This week in history Sept. 17, 1921: Conductor injured, Berthoud Pass road work continues |

This week in history Sept. 17, 1921: Conductor injured, Berthoud Pass road work continues

One of the great inventions of the 20th century is the amplifier. Pictured is the instrument used in the open air as a concert in Chicago was carried over ordinary telephone wires and heard 3 miles away from where the amplifier was stations.
Colorado Historic Newspapers Collection/Courtesy photo

This week in history as reported by The Summit County Journal the week of Sept. 17, 1921:

Conductor Ward hurt in an accident

Conductor Alfred War has had a very painful accident when the caboose of his train left the track on the west switch at Curtain Tuesday morning. The rain was rather heavy, consisting of a couple of cars of coal, some merchandise and several loads of ore from Kokomo. The grade of the track is rather steep and it was impossible to stop the train when the caboose left the track.

Ward was riding in the cupola at the time the car left the main line, and fell to the floor where he struck a stove. He received a dislocated shoulder, a broken arm and fractured one or two ribs.

Dr. George Smith of Dillon saw to his care, and a more thorough examination after he had been removed to Leadville Wednesday proved that he was unhurt internally.

Summit County Journal makes changes

About 10 months ago the Summit County Journal announced that it would be raising its subscription cost to $4 per year. However, since that announcement, radical changes have come about.

Newsprint has taken a fall, almost going back to pre-ware prices. This means that Journal management is reducing its subscription price to $3 per year to give its patrons the benefit.

The paper has also adjusted to be eight pages of solely local news. The size has been reduced to five comes, but everything printed will be of local interest. This means some inserts that were printed in Denver have been removed.

The office has also installed the most modern of stereotyping equipment to the liveliest and latest photographs and cartoons will now be regular features of the Journal. The hometown newspaper is now able to make its own cuts of up-to-the-minute news pictures, fashion pictures and advertising illustrations.

Progress is made on the Berthoud Pass road

The Georgetown Courier reports that road work on the east side of Berthoud Pass is practically completed. The section running from the Jones Pass road of the valley to the turn known as “Big Bend” on the old road and the section from Slab Pile Camp to the top of Berthoud Pass are now open to travel.

The opening of the remaining stretch has been somewhat delayed, on account of the construction of a concrete bridge over Hoop Creek, but it is expected that the entire east side of the project will be open within the next two weeks.

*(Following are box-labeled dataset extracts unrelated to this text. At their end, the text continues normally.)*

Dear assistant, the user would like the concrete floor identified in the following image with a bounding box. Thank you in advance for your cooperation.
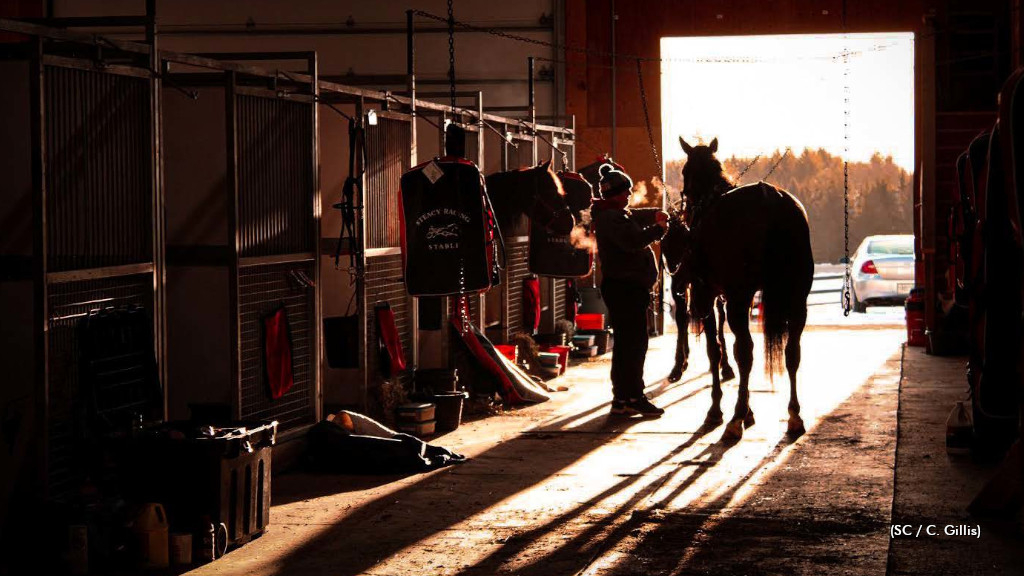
[193,328,1021,576]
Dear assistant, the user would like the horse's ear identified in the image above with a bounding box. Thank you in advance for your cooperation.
[679,136,693,156]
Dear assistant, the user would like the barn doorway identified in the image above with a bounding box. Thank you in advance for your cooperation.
[660,33,914,326]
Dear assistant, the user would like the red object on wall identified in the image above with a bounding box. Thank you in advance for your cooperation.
[374,302,406,378]
[522,277,541,334]
[263,305,295,400]
[495,344,516,362]
[905,288,928,346]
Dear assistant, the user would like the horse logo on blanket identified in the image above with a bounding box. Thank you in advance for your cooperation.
[427,222,459,240]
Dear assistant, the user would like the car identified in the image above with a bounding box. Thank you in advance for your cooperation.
[851,234,914,312]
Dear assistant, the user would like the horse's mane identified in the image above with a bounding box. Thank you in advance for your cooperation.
[683,147,736,223]
[485,164,565,230]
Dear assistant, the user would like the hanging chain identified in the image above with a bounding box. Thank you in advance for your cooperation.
[761,147,790,180]
[447,0,457,115]
[842,0,853,317]
[637,58,662,179]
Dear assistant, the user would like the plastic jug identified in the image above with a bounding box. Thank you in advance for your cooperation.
[946,402,974,455]
[132,503,169,568]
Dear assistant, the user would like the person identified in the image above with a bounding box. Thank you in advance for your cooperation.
[592,164,669,416]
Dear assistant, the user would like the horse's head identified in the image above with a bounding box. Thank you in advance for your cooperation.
[679,136,727,202]
[526,160,575,234]
[662,214,690,276]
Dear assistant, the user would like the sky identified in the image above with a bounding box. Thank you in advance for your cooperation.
[662,33,913,170]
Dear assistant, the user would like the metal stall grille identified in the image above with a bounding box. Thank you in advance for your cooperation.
[364,113,412,249]
[505,240,529,340]
[366,254,413,383]
[44,66,153,272]
[234,87,318,430]
[46,274,154,497]
[553,139,575,172]
[509,138,543,170]
[551,278,566,322]
[362,112,415,389]
[238,95,315,257]
[239,260,316,429]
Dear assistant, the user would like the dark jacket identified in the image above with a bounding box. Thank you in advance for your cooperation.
[592,201,665,288]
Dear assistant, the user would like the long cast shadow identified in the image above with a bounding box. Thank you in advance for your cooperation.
[598,354,899,576]
[266,362,712,575]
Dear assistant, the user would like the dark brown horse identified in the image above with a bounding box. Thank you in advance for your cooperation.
[662,138,814,439]
[486,161,575,234]
[666,271,736,383]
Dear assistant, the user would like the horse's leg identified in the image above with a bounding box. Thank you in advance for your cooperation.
[785,302,807,438]
[669,277,690,382]
[715,298,736,382]
[703,308,722,426]
[724,294,754,440]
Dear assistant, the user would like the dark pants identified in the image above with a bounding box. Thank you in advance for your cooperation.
[601,280,650,400]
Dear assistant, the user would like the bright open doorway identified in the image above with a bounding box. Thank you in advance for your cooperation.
[662,33,914,325]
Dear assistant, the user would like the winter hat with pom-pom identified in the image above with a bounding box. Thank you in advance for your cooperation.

Local news notes from all around Summit County

  • Miss Frankie Gore of Leadville is visiting at the home of Mr. and Mrs. R.O. Williams this week.
  • Mrs. Rose Forman returned from a several weeks’ visit in Denver last Sunday.
  • Mr. and Mrs. H.E. Green returned to Breckenridge last Saturday. They spent the first part of their summer vacation in Greeley, while during the past couple of weeks they visited their Missouri home.
  • Leslie Westerman came in from Boulder Tuesday, arriving via the Gold Trail in his new Chevrolet. He will visit his parents for a week before returning to Boulder to resume his studies at the University of Colorado.